A review of my Instapaper saves this week turns up these worthwhile articles from the web, best enjoyed inside and cozy, as in this photo of Grindelwald and Mt. Eiger at night. Enjoy these, and have a lovely weekend.

How to Remember a King by Antonia Colibasanu at Real Clear World
The Rhyme of History by Margaret Macmillan at Brookings.edu
Why humans need to rethink their place in the animal kingdom by Simon Barnes at the New Statesman
What really happened to Joshua Boyle and his family by Adnan R. Khan in Macleans
Why did New York’s JFK Struggle to Cope With its Flight Backlog? by Jason Rabinowitz at thepointsguy.com

Quotes: At the New Year

Swedish author Henning Mankell’s settling of accounts, a book called Quicksand, was his written reckoning with a cancer diagnosis. He ranged widely, and lamented that not many of us are remembered for long. His example:

Construction of the Great Wall lasted 1800 years.
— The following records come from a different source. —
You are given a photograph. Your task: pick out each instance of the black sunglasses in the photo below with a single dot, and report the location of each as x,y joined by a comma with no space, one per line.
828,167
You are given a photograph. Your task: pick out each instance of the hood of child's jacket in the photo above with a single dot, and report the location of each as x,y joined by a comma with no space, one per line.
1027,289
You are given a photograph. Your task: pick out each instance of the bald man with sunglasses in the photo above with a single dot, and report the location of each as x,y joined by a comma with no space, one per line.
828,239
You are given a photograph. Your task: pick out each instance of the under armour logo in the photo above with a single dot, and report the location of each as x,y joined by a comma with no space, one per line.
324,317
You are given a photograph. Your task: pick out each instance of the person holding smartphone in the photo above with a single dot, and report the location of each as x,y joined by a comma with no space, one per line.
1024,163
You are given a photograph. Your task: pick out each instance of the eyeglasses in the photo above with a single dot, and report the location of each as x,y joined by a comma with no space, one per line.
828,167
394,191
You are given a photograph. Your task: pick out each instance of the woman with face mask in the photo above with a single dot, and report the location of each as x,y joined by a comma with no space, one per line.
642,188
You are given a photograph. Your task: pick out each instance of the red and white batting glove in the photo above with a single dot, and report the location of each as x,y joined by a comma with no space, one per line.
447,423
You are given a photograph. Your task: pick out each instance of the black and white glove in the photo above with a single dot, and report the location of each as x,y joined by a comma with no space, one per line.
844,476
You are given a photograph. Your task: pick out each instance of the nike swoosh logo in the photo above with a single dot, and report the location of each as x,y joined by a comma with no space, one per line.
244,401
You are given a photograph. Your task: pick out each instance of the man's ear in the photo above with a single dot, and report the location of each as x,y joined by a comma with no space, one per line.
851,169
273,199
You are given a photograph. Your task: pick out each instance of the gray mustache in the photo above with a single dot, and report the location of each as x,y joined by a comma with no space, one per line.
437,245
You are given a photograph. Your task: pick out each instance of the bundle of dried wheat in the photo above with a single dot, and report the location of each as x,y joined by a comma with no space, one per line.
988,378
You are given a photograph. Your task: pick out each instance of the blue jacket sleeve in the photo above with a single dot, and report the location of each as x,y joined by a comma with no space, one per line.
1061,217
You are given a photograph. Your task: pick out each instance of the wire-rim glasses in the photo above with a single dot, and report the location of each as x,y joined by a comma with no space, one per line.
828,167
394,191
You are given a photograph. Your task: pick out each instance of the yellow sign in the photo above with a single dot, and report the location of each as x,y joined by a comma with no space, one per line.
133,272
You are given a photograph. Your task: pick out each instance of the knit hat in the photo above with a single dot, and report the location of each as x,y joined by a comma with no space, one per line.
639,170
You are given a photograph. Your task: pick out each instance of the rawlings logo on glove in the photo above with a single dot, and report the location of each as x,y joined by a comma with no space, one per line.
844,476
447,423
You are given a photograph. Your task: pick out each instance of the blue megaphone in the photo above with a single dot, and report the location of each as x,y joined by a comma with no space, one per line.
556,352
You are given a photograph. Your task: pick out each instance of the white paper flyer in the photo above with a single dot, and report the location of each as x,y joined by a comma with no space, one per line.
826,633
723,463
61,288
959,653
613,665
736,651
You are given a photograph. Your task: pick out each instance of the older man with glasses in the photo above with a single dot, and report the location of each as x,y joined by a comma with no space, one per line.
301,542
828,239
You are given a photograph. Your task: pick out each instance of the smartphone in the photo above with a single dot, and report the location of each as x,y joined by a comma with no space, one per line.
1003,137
“If you think of the work being handed down from father to son that means there were over sixty generations who never saw the end of the work they and their forefathers had been engaged on.”

This makes me less apt to stand in an overnight queue for iPhone version x.xxx.

Cheers, and may 2018 treat us all well.

Turkey, History, Clarity

In front of the fire and across the valley from a wall of snow (previous post), it’s a natural time to do some reading. It’s harder than ever to keep up with everything that needs to be read. The other day I put up a list of recommended reading including  The Dawn Watch, but just now I’m still working through last week’s recommendation of Suzy Hansen’s Notes on a Foreign Country, a memoir of her time in Istanbul.

Ataturk’s trick, she proposes (I think without sarcasm), is to have been “the man who had saved (the Turks) from Western rapaciousness, Islamic torpor, even death itself.” And so, she implies, the Kemalists had the legitimacy to rule the country for the next decades. 

This single sentence has the clarity, all in one go, to explain the breadth of Ataturk’s appeal to a nascent Turkey. Pure, concise, commendable writing. Cheers, Ms. Hansen.